Similarly, the degree to which a “rigorous analysis” may require further factual inquiry still varies by jurisdiction. The Southern District of Texas has decided that Justice Scalia’s admonition that Rule 23 requires affirmative evidence applies to every facet of the Rule, even those, like adequacy, that courts have traditionally enforced only loosely.  Most courts would not go that far.

The fact is that the standard applied on the ground for class certification still varies wildly from court to court. Some of these variations come from simple error, such as the handful of district courts in the past year that still treated allegations in pleadings as true for certification.

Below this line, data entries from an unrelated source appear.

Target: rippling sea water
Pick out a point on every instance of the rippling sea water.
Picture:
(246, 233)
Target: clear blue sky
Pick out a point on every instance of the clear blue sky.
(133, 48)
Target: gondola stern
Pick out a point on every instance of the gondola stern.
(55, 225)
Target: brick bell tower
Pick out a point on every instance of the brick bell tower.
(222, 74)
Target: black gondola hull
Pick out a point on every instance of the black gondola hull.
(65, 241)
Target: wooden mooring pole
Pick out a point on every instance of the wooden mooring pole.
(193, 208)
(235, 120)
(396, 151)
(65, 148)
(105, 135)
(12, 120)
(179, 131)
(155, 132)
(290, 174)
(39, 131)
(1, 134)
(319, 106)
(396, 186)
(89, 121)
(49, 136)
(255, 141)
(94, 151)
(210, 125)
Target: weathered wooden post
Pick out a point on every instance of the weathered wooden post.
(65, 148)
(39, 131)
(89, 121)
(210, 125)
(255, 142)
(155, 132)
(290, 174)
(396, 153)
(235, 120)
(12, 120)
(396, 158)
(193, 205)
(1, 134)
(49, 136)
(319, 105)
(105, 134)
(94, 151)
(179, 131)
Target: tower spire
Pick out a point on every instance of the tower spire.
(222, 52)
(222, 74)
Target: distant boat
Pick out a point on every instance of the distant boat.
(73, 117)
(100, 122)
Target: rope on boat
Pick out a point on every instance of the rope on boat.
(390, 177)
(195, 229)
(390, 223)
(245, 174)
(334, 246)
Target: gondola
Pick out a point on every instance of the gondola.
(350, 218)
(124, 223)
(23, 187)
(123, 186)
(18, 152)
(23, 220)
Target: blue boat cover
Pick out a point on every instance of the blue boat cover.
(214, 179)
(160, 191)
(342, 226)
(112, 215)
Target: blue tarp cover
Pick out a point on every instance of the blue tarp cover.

Penn law professor Tobias Barrington Wolff believes that the variation comes from the fact that courts are granted wide discretion to decide class certification. In his article Discretion in Class Certification he comprehensively surveys the various ways in which courts have employed that discretion, both to certify classes, and to deny certification even when there is no textual requirement to do so. Some of the examples he provides stretch his thesis a little too far. Courts certifying a class under Rule 23(b)(3) have every reason to consider manageability; it’s built into the text of the Rule. Similarly, while Judge Posner’s opinion in In re Rhone-Poulenc Rorer and the majority opinion in Castano (two cases he contends declined certification despite the lawsuit having met all of Rule 23’s requirements) both discuss the difficulty of certifying classes in “immature torts,” they also both rely on the predominance requirement as spelled out in Rule 23.

But while Professor Wolff may have overstated the degree to which courts exercise their discretion, he makes a cogent argument as to why that discretion is necessary, given the rapid advancement of litigation technologies compared with the slower pace of changes to legal procedure. He argues that this discretion is a necessary “safety valve” for Rule 23, allowing courts to deny certification in individual cases rather than forcing rulings that would turn Rule 23 upside down on a regular basis.

And it’s true, as I’ve written elsewhere that appellate and trial courts have a number of strategies for cabining class action rulings with which they disagree.

But that doesn’t obscure the real lesson here. And that lesson is: that boilerplate about class certification standards at the start of your brief? Treat it as more than just boilerplate, because this is an area where it’s possible to lose the certification debate before you’ve even started.